近くて遠い私たちは。
5.サクとの別居
サクとの物理的な距離が開いたのは、サクが高校を卒業し、大学生としての新生活を始めた時だった。
家から通えないほど遠い大学に入学したので一人暮らしを始めた、という訳ではなく、自分の意思で家を出て行ったのだ。
大学は電車に揺られて小一時間もすれば着く距離にある。
要は実家だと自由が利かないとかそういう理由だろう。
好きな時に女の子を連れ込めないし、生き物も飼えない。
その上血の繋がらない兄貴を恋愛対象として見る馬鹿な妹が居るんじゃあ、心底居心地が悪かった事だろう。
サクは私から逃げたかったのだ。
私はサクを引き止めなかった。
そばにいて欲しいという本音を隠して、報われない恋に終止符を打つチャンスだと前向きな気持ちで上塗りをした。

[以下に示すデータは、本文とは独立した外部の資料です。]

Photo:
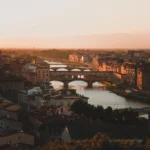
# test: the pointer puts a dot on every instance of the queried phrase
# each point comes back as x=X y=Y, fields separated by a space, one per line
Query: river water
x=98 y=95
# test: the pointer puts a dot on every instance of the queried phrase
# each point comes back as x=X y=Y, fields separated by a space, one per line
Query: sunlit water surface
x=98 y=95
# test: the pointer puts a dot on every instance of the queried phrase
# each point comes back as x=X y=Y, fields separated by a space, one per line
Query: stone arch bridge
x=88 y=76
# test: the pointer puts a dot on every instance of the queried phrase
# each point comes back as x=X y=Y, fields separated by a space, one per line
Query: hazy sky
x=49 y=18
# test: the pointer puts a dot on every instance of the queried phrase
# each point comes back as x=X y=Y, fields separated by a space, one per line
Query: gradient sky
x=51 y=18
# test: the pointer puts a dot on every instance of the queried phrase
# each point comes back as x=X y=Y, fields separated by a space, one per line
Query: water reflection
x=98 y=95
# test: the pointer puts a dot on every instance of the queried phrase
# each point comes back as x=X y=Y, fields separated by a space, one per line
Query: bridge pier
x=90 y=84
x=148 y=123
x=66 y=85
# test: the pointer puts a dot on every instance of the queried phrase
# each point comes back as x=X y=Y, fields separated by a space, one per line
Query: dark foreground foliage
x=98 y=142
x=118 y=116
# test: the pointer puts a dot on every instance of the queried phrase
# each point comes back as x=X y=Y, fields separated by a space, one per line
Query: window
x=19 y=137
x=10 y=142
x=2 y=124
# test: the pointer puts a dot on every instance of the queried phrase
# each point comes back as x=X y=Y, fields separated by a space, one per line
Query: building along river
x=98 y=95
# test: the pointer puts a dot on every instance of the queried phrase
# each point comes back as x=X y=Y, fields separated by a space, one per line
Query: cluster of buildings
x=32 y=114
x=80 y=58
x=132 y=67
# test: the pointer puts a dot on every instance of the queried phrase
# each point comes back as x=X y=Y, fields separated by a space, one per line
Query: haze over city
x=75 y=23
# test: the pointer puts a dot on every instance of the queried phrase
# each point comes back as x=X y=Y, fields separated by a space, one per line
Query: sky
x=35 y=23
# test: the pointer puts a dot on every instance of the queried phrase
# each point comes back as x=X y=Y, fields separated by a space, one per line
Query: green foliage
x=118 y=116
x=98 y=142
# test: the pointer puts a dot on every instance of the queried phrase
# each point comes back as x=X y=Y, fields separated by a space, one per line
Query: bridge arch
x=87 y=70
x=62 y=69
x=82 y=82
x=57 y=82
x=75 y=69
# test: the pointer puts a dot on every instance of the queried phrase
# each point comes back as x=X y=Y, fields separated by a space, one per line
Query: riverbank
x=135 y=95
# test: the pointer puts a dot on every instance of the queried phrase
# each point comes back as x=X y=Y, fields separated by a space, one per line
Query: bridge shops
x=87 y=76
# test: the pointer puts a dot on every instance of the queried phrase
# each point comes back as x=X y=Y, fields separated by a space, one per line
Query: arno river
x=99 y=95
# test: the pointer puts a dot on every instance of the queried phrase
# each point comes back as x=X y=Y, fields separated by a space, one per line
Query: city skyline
x=52 y=22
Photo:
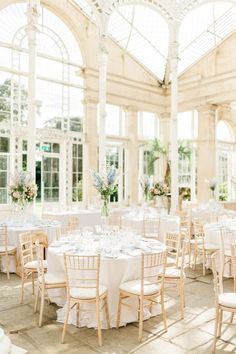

サクが家を出てから四年半の時が流れるが、恋心は消える事なく、しぶとく私の中で居座り続けた。前述したが、サクが定期的に私の前に顔を見せるからだ。
その間に私も高校を卒業し、大学生になった。
周りの友達から彼氏とのリア充生活を聞くたびに、彼女たちを羨ましく思った。私もサク以外に、サク以上に好きになれる男の子の存在が欲しいと願った。